Wednesday, February 25, 2015

No federal charges over Trayvon Martin death

GEORGE ZIMMERMAN, the former neighbourhood watch volunteer who fatally shot unarmed black teen Trayvon Martin in a 2012 confrontation, will not face federal charges, the US Justice Department has said.

The decision resolves a case that focused on self-defence gun laws and became a flashpoint in the national conversation about race two years before the Ferguson, Missouri, police shooting.

Zimmerman, who is white, has said he acted in self-defence when he shot the 17-year-old Martin during a confrontation inside a gated community in Florida, just outside Orlando. Martin, who was black, was unarmed when he was killed.

Once Zimmerman was acquitted of second-degree murder by a state jury in July 2013, Martin’s family turned to the federal investigation in hopes that he would be held accountable for the shooting.
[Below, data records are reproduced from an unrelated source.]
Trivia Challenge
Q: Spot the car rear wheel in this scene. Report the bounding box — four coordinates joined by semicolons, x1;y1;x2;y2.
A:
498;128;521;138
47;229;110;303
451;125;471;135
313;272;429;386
The probe focused on whether the killing amounted to a federal civil rights violation, which would have required proof that it was motivated by racial animosity. Although Martin’s parents have said Zimmerman initiated the fight and racially profiled Martin, the Justice Department said there was not enough evidence to bring federal civil rights charges, which would have required proof that the killing was motivated by racial animosity.

1 comment:

Dean Weingarten said...

Martin's parents were not there, of course. The evidence contradicts their claims.